Morin semblait tomber des nues. Il regarda le chef en lui demandant :

— Comment pouvez-vous savoir tout ça ?

Le chef se contenta de le regarder fixement, ce qui était sa façon de dire à quelqu’un de ne pas aller plus loin dans l’interrogation. Il mit la chevalière dans sa besace en ajoutant.

— Le mort avait sans doute un grade assez élevé dans la loge. Les boutons en métal de son manteau représentaient une couronne, ce qui était la marque du grade de la Royal Arch. Il est possible qu’il ait appartenu à une loge qui se réunit ici même à Montréal. Il est sans doute montréalais lui-même.

Le chef attrapa ensuite la montre à gousset. La vitre n’était pas brisée, ce qui signifiait que la montre était d’une qualité supérieure. La découverte du procédé pour renforcer le verre était récente. On ne l’utilisait que pour les montres de luxe. Celle-ci était en or. En la retournant, il découvrit une inscription : M.C.D.S.B. Il la montra à Leclerc qui était perplexe. Morin s’approcha et dit :

— Je sais ce que c’est. Ce sont les initiales de la Montreal City and District Savings Bank.

— Comment peux-tu savoir ça, le rookie ?

— C’est parce que j’ai commencé à mettre de l’argent de côté pour mon mariage. Quand je dépose mes sous, on me laisse un reçu avec ces initiales-là.

— Tu vas te marier, toi ?

— Ben non, voyons ! Je n’ai même pas encore de fiancée. Mais vaut mieux prévoir.

La City Bank venait d’être créée quelques années auparavant par Mgr Bourget qui voulait offrir aux ouvriers les moyens d’épargner. Les quelques banques qui avaient alors pignon sur rue n’étaient pas pour eux. Elles servaient plutôt les intérêts des hommes d’affaires et des entreprises. Il avait demandé à une quinzaine de Montréalais connus de différentes langues et de différentes confessions religieuses de créer le Board.
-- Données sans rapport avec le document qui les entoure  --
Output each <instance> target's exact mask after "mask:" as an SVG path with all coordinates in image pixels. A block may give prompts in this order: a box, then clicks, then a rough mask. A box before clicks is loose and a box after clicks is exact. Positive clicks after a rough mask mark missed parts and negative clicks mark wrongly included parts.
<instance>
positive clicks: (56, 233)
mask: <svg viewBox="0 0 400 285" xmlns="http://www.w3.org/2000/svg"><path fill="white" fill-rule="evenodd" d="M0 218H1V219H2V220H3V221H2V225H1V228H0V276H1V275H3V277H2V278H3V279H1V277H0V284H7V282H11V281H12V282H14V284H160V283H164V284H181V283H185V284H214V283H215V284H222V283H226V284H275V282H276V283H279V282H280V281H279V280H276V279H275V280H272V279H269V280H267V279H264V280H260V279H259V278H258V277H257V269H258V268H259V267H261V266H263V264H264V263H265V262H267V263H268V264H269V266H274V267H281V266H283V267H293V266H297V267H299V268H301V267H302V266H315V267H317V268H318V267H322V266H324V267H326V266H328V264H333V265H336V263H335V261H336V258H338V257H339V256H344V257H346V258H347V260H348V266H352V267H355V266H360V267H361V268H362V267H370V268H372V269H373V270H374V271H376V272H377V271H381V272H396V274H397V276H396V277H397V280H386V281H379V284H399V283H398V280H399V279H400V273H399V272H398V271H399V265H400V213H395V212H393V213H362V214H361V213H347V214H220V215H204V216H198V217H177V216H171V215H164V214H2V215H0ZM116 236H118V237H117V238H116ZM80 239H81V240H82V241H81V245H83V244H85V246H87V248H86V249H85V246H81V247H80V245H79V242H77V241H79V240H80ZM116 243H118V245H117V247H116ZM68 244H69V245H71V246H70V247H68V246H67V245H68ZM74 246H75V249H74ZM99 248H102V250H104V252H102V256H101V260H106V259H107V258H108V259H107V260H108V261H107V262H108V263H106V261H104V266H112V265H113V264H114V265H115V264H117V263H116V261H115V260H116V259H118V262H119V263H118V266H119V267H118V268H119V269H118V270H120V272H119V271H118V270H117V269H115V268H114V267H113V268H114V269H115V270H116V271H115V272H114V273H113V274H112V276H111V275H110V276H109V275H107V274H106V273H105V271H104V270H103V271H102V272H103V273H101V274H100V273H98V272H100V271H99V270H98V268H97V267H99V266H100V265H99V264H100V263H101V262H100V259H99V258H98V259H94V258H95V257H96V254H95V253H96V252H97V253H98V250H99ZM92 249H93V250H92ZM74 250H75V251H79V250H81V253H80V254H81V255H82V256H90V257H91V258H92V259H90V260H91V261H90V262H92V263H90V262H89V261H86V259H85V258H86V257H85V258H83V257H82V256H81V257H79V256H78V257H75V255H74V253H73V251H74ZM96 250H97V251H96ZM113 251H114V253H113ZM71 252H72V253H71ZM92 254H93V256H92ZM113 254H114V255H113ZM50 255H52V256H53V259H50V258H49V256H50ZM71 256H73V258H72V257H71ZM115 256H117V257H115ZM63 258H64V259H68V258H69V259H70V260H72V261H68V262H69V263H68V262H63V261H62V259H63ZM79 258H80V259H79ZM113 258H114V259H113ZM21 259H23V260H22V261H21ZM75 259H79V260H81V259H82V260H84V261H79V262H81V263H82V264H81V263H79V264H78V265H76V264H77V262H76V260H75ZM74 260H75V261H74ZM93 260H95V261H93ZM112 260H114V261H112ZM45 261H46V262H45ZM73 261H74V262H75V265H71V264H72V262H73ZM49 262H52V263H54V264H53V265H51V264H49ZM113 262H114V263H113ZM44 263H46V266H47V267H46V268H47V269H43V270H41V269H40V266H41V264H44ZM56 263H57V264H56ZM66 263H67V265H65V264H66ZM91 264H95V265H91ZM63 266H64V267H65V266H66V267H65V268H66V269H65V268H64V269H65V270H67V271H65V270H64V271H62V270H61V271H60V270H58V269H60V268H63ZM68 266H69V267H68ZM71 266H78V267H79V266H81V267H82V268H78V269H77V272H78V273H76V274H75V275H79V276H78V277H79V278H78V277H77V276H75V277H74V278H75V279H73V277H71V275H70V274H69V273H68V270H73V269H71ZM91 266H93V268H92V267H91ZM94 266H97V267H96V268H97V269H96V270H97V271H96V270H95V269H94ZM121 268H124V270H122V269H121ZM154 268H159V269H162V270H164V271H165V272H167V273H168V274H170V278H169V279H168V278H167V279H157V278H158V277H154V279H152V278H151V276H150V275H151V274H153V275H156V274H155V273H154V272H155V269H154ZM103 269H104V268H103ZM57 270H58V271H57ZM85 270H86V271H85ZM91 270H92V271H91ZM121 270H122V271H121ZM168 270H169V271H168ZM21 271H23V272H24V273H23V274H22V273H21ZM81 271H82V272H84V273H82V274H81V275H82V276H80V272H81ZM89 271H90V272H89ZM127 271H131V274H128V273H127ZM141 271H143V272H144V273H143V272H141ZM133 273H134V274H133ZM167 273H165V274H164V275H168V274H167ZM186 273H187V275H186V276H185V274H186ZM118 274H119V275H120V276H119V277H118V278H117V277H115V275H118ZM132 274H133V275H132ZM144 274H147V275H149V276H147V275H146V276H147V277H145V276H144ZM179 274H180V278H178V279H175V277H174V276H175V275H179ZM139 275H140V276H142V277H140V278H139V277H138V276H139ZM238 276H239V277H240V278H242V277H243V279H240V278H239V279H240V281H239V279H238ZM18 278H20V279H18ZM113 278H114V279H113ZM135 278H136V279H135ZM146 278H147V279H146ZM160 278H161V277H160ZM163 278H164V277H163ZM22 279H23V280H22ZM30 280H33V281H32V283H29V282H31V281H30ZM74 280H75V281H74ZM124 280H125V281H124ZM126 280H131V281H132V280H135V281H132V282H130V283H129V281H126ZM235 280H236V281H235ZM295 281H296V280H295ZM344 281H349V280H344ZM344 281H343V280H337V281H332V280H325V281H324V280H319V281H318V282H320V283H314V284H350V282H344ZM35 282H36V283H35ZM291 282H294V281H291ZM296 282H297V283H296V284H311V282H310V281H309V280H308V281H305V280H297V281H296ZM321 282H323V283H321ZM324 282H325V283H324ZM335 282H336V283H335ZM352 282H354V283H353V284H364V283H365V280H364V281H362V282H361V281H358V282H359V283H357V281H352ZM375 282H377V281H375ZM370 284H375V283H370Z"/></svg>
Avant de repartir vers le cab de police, Leclerc enleva les cordons de sécurité. Le lieu n’avait plus besoin d’être protégé. Le chef dit au contremaître qu’il pouvait continuer son travail. Comme il était déjà tard, ce dernier donna congé à ses ouvriers. Quant aux trois détectives, ils reprirent le chemin inverse pour se diriger vers le McGill College où se trouvait la faculté de médecine. On y faisait les autopsies dans la « maison des morts ». Robinson savait qu’il devait convaincre le Dr Campbell, plutôt habitué à des cadavres bien frais, de devoir autopsier un squelette. Toutefois, le chef trouvait nécessaire d’en savoir plus sur l’identité de l’homme et il espérait que les restes du cadavre puissent révéler ses secrets.